In 2009 I was divorced after 23 years. I was now a divorced woman. An identity shift again. I was devastated and felt that this was the most painful experience of loss that I had ever had.
I then had to put down my two cats over a period of 6 weeks. They were family to me. I suffered tremendous loss. The pain seemed unbearable at the time.
And then the loss of family. A choice I had to make to maintain my emotional and physical sanity.
My mother’s loss has made this much more final. It is a loss but a necessary loss.
Necessary Losses
Each of these losses were different for me. The depth of pain, shock, denial, anger, sadness, were all different. How I moved through these losses have been different. As they are for you.
There are no rituals that work for everyone. Often our inability to move to a place of letting go and moving on is because we are stuck in anger, sadness, denial, or depression.
I have learned that there are coping strategies that I have used over my lifetime that have been protective for me but in no way of benefit in the long term. They were a form of survival.
I have learned that there are many lifestyle changes that I had to make to really let go, be at peace, and engage in those things that bring meaning and zest to my life.
Here are a few approaches that worked for me:
- Meditation
- Breathing
- Guided Visualization
- Journaling
- Healthy Eating
- Physical Activity
- Sunshine
- Music
- Restorative Yoga
- Relationship
EFT (Emotional Freedom Techniques)
One of the more effective self soothing techniques for me has been Emotional Freedom Techniques (EFT). EFT is known to many as Tapping. There are three levels of EFT. There is the bronze level, silver, and gold level.
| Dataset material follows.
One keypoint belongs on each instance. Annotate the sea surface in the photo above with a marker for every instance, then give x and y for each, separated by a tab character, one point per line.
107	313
The bronze level is what I have on my own and am now working with an EFT Practitioner that uses the Gold Level. No matter how much experience you have it is very difficult to move through stuck places without a coach who is trained in EFT.
The theory underlying EFT is that we have memories that are stuck in the energy or nervous system. These memories have not been processed adequately so we get stuck in aspects of our lives that resemble those events. We are usually not aware of those connections so we feel stuck.
In just beginning this process I am surprised what I have already learned. It is important to remember that this process is very individual even though there may be emotions that we all experience with a loss. Grief can be extremely intense or it can be a quiet grief but none the less it needs to be processed.
Hopefully my story has given you some insight into your own grief or at least acceptance of where you are with your grief. No grief is to be minimized. They are all significant. As you are.